Minimal Modeling
Separate "what exists" (business logic) from "how to store it" (technical implementation). This reduces cognitive load and enables validation by non-technical stakeholders before writing SQL.
Phase A: Logical Model
Step 1: Find Anchors (The "Nouns")
Entities that exist independently with unique IDs—things you count, not data itself.
Validation test:
"We have 1,000 [Nouns] in our database." "The system inserts another [Noun] into the database."
If both sound natural, it's an Anchor.
- •✅ User, Post, Order, Product
- •❌ Email, Title, Price (these are Attributes)
Step 2: Find Attributes (The "Data")
Information describing an Anchor. Each attribute answers a human-readable question:
"What is the [attribute]?" → String, Number, Money "Is this [condition]?" → Boolean
Type guidance:
- •Strings: names, descriptions, addresses
- •Numbers: counts, quantities
- •Money: prices, balances (always DECIMAL, never Float)
- •Booleans: flags, yes/no
- •Dates: created dates, scheduled events
- •Binary: files/images (or external URLs)
Step 3: Find Links (The "Relationships")
Connections between Anchors. Use two sentences to determine cardinality:
"A [Anchor A] has [one/several] [Anchor B]." "A [Anchor B] belongs to [one/several] [Anchor A]."

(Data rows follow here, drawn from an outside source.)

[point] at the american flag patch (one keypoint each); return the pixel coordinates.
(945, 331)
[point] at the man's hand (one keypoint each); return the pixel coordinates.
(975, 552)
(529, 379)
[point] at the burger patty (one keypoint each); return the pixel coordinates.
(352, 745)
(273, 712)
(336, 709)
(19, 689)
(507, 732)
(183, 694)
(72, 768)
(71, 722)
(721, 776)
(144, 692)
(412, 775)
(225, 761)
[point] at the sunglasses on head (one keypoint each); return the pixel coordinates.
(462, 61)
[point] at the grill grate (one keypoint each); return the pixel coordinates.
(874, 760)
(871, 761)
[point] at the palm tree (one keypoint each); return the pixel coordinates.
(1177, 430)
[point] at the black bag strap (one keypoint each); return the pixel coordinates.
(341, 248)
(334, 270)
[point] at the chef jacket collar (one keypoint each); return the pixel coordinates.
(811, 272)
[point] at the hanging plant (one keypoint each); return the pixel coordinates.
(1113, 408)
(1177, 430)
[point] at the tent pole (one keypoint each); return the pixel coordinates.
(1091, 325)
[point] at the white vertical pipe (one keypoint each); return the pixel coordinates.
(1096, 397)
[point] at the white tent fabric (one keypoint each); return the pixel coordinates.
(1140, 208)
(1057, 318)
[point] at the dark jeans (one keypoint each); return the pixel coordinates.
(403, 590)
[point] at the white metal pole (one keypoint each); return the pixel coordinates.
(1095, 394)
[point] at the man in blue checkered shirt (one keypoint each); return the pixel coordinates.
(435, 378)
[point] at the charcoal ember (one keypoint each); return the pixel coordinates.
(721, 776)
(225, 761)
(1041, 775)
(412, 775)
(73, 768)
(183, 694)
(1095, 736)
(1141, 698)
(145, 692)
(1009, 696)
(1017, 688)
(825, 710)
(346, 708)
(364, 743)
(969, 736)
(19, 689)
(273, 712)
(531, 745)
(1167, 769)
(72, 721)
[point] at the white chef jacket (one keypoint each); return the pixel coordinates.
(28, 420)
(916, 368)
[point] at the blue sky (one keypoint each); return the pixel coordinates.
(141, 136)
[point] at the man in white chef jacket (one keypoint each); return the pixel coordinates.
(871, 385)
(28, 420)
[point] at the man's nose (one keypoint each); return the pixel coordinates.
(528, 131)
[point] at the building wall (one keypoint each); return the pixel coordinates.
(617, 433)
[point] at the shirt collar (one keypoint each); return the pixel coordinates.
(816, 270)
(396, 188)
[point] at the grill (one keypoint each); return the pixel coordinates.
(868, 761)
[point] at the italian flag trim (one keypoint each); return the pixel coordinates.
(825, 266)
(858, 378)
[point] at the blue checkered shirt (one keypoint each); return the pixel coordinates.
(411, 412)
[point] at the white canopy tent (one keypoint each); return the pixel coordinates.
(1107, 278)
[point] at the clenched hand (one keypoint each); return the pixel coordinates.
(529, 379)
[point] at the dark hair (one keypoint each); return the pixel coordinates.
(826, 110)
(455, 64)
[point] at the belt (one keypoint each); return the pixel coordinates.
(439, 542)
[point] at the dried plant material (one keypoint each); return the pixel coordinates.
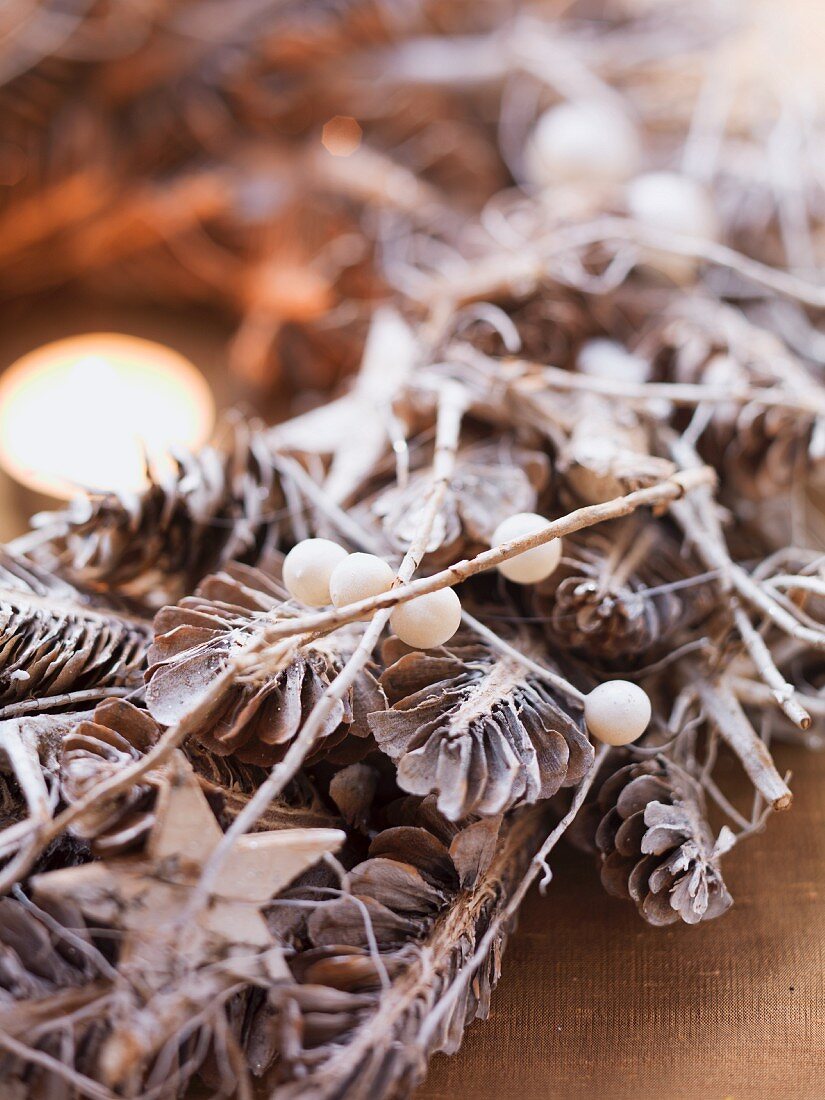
(657, 847)
(342, 1029)
(51, 971)
(56, 641)
(95, 749)
(476, 728)
(617, 598)
(257, 716)
(490, 482)
(165, 976)
(158, 543)
(354, 431)
(608, 453)
(527, 343)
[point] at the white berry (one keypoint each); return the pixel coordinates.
(617, 712)
(674, 204)
(532, 565)
(582, 143)
(308, 568)
(359, 576)
(606, 359)
(428, 620)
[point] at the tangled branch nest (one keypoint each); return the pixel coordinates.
(278, 850)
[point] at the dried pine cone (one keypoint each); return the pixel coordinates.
(476, 727)
(56, 640)
(416, 868)
(94, 751)
(50, 974)
(120, 734)
(594, 607)
(255, 717)
(657, 847)
(490, 482)
(157, 543)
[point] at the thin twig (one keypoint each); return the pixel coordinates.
(783, 692)
(725, 711)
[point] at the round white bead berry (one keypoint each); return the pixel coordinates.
(307, 570)
(617, 712)
(582, 143)
(359, 576)
(532, 565)
(428, 620)
(673, 204)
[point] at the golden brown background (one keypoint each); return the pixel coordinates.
(595, 1004)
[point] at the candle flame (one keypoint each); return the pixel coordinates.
(88, 411)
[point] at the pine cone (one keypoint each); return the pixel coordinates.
(476, 727)
(158, 543)
(761, 452)
(415, 870)
(591, 608)
(490, 483)
(657, 847)
(257, 716)
(56, 640)
(118, 735)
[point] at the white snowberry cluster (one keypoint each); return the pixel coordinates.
(592, 146)
(318, 572)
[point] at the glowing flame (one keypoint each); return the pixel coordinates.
(86, 413)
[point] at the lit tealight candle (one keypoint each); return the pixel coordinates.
(87, 411)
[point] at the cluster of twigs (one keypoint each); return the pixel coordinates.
(276, 848)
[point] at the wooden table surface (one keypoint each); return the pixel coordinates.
(595, 1004)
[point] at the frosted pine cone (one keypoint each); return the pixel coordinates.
(158, 543)
(476, 728)
(595, 607)
(416, 868)
(254, 718)
(657, 847)
(118, 735)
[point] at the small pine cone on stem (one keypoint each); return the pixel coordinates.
(476, 727)
(120, 734)
(657, 847)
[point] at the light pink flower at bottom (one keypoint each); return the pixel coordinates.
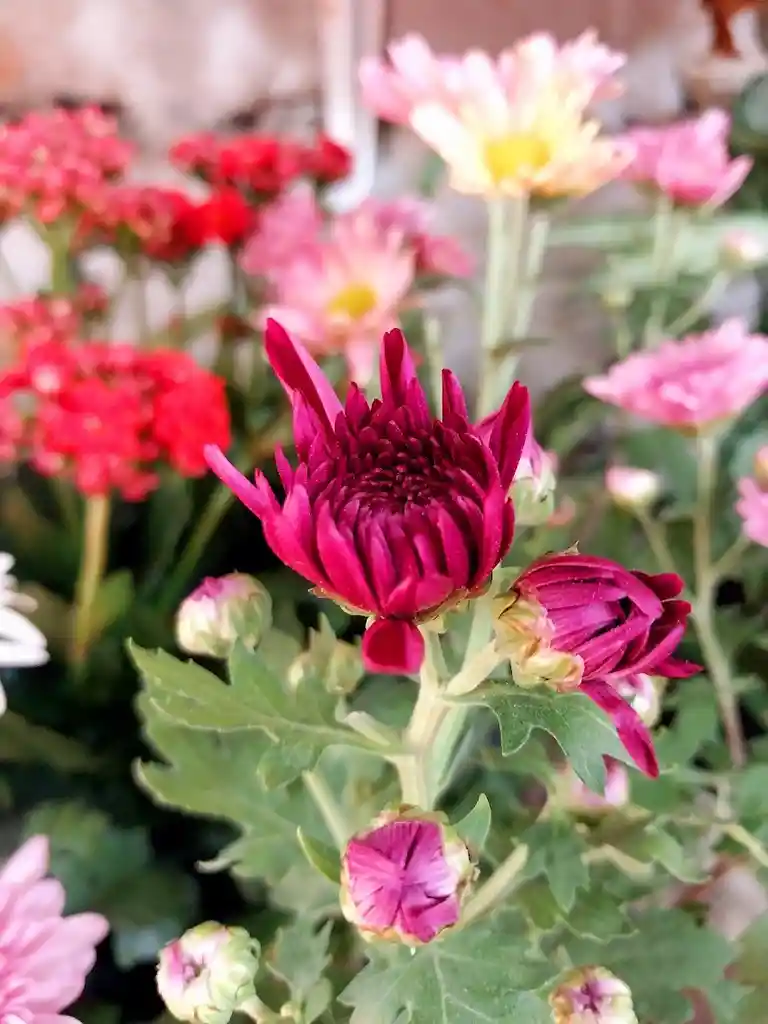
(753, 507)
(44, 956)
(404, 878)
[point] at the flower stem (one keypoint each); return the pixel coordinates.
(92, 565)
(704, 601)
(415, 768)
(504, 253)
(331, 812)
(501, 884)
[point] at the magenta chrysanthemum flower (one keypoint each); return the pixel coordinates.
(403, 879)
(587, 623)
(592, 995)
(44, 957)
(390, 511)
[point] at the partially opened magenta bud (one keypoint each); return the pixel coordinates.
(404, 879)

| Pattern | Cardinality | Implementation |
|---|---|---|
| A has several B, B has one A | 1:N | FK in B table |
| A has one B, B has one A | 1:1 | FK in either table |
| A has several B, B has several A | N:M | Junction table |
Example:
User ↔ Order: "User has several Orders" + "Order belongs to one User" → 1:N → user_id foreign key in orders table User ↔ Post (likes): "User likes several Posts" + "Post liked by several Users" → N:M → users_liked_posts junction table
Step 4: Verify Completeness
Review original requirements. Every business concept should map to an Anchor, Attribute, or Link.
Phase B: Physical Schema
Table Names
Pluralize Anchors: User → users, Order → orders
Column Types
| Logical | SQL Type | Notes |
|---|---|---|
| ID | INTEGER/BIGINT | BIGINT for billions of rows |
| String | VARCHAR(N) | Default to '' not NULL |
| Money | DECIMAL(M,D) | Never Float |
| Boolean | BOOLEAN/TINYINT | DB-dependent |
| Past timestamp | TIMESTAMP UTC | Server events |
| Future timestamp | Local time + timezone | User-scheduled events (see references/timezone-handling.md) |
Implement Links
1:N — FK on the "Many" side:
CREATE TABLE orders ( id INTEGER PRIMARY KEY, user_id INTEGER NOT NULL REFERENCES users(id), total DECIMAL(10,2) );
N:M — Junction table:
CREATE TABLE users_liked_posts ( user_id INTEGER NOT NULL REFERENCES users(id), post_id INTEGER NOT NULL REFERENCES posts(id), liked_at TIMESTAMP DEFAULT CURRENT_TIMESTAMP, PRIMARY KEY (user_id, post_id) );
1:1 — FK with UNIQUE constraint:
CREATE TABLE profiles ( id INTEGER PRIMARY KEY, user_id INTEGER UNIQUE NOT NULL REFERENCES users(id), bio TEXT );
Validation Checklist
Anchors: Pass counting/adding tests, have unique IDs, exist independently
Attributes: Have human-readable question, belong to one Anchor, single-valued
Links: Two-sentence validation done, cardinality determined, FK constraints set
Schema: Tables pluralized, PKs defined, types match logical model, defaults specified
Common Mistakes
| Mistake | Fix |
|---|---|
| Deciding VARCHAR length during logical modeling | Stay in business terms first, choose types in Phase B |
| Treating data as Anchor (EmailAddress entity) | Test with counting sentence—"1,000 emails" sounds wrong |
| Using Float for money | Always DECIMAL for exact precision |
| FK on wrong side of 1:N | FK goes on the "Many" side |
| Array column for N:M | Create junction table instead |
| Storing timezone as offset ("+05:00") | Use IANA ID ("America/New_York") |
Secondary Data
Data duplicated/cached for performance (e.g., total_posts count on User). Not source of truth.
- •Document as secondary
- •Have rebuild mechanism from source
- •Consider if indexing solves the problem first
ORM/Query Builder Usage
The process is identical—complete logical model first, then translate to schema types. See references/orm-patterns.md for Kysely, Drizzle, and Prisma examples.
Iteration Signs
Revisit schema if: queries need 5+ JOINs regularly, stakeholders confused by names, constant NULL checks, frequent "workaround" columns.